Marcel Ducasse bids adieu to Lagrange
I walked to my place. There were 14 glasses of red wine in front of me. But not just any red wine–Chateau Lagrange. I knew this was going to be good.
Many of New York’s A-list wine writers (somehow I was invited) turned up for lunch today at Union Square Cafe to celebrate–and taste through–the career of Marcel Ducasse. For 23 years, Ducasse has been the winemaker at Chateau Lagrange in St. Julien. He will soon be able to literally hang out his “gone fishing” sign since he will be spending time on his boat and with his family in Arcachon. Although he is a sage voice in the industry, he let the wines do most of the talking today.
In late 1983, Suntory Ltd of Japan purchased the chateau for 54 million French francs (at the then-exchange rate of 8.38 francs to the dollar, that’s $6.4 million). Interestingly, one company official there today told me that they encountered some local patriotism that resented a “crown jewel” being purchased by foreigners. Although a classified growth in the 1855 classification, this “jewel” was in need of a lot of TLC. Ducasse, who was then brought on board, told us that the company has proceeded to pour ten times the original purchase price into the property. They needed 13 years stanch the losses and become cash-flow positive.
If there was one theme that Ducasse touched on today it was that the vintages are getting warmer. “When I started in the wine business, it was a miracle–a dream!–when the cabernet reached a level corresponding to 12% alcohol,” he told the gathered crowd of scribes. Now, 13% is the norm. Since 1995 the vintages have been decent, good or very good–but none has been disastrous. The summers are now warmer, drier and sunnier.
We tasted the components of the 2005 vintage–only cabernet sauvignon, merlot and petit verdot are planted on the chateau’s 115 hectares. Each good in their own right, the cabernet offered aromas of dark fruits, violets and firm tannins while the merlot–though no wimp–was softer with earthy notes and truffle aromas. The petit verdot was a tannin bolt. The blend transcended these component parts and showed a beautiful complexity at this early stage. In the excellent yet overpriced 2005 vintage, this is a tremendous value at under $50 a bottle (find this wine).

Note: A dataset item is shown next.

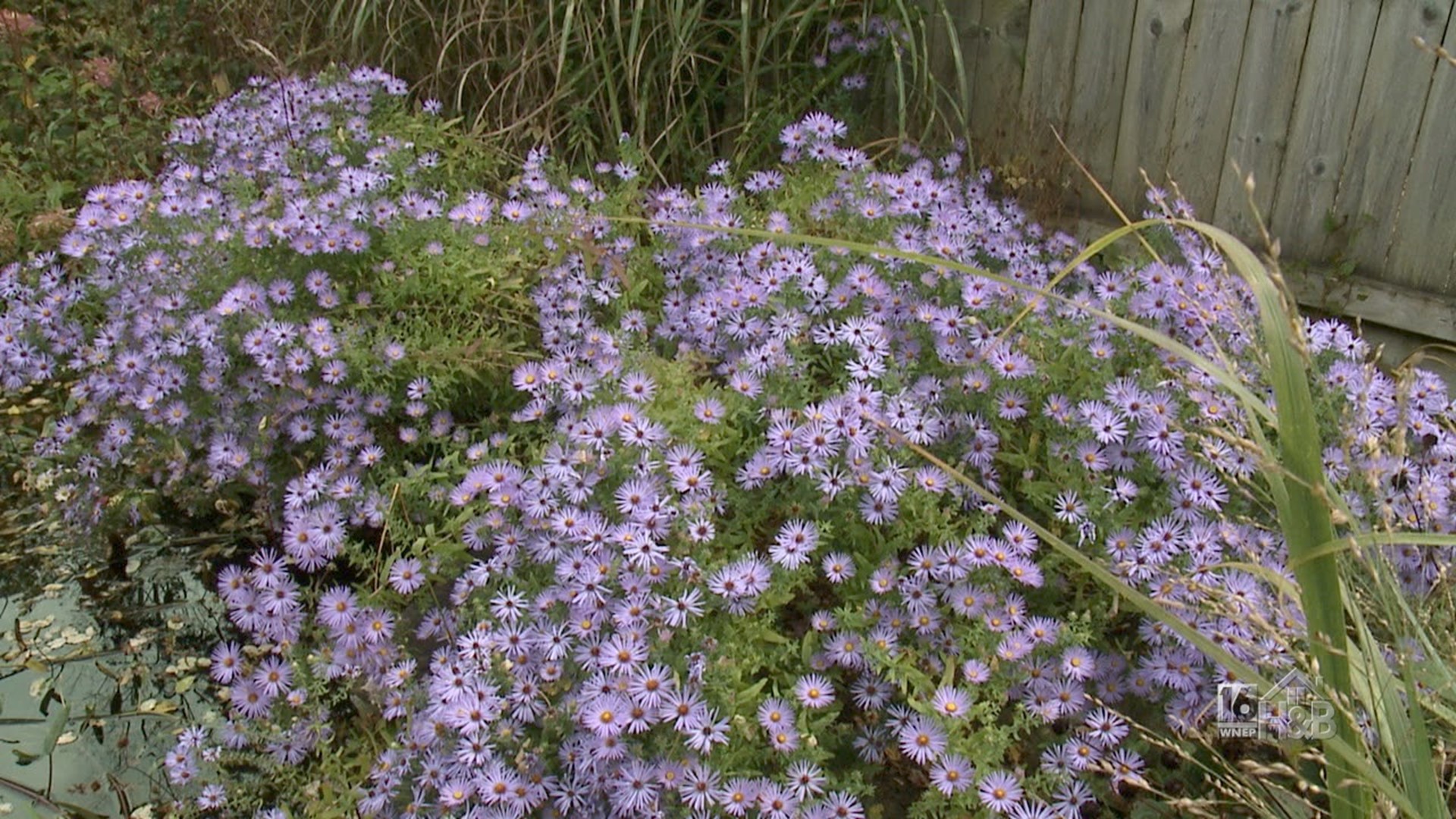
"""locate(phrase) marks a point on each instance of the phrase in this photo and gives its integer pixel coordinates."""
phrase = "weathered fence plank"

Then we moved back in time. We had a glass of each of the vintages from 1995-2004 served blind. The 2002 stood out to me as excellent and again it is reasonably priced at $50–though I found one vendor selling it for $37. At that price, this is a wine to buy by the case–get the duct tape out and seal it up for another 10 years. How do I know?
Because next we tasted the 1989 and 1990. Although these wines were from a different climatological era, they were fully resolved, delicately balanced, and hugely appealing right now. If anything, I gave the 1990 the edge but they are rewarding. And the best news of all? These lovely mature Bordeaux can be had a fraction of today’s prices since each is under $100 a bottle (find the 1990; find the 1989). If you want to taste a real claret, try is 1988. It is a trip back in time in more ways than one.
Continuity will likely be the key at Chateau Lagrange. Suntory remains the owner. And Bruno Eynard, who assumes the winemaking duties, has already been the numéro deux there for 17 years. Having raised the bar, the team aims to keep it there.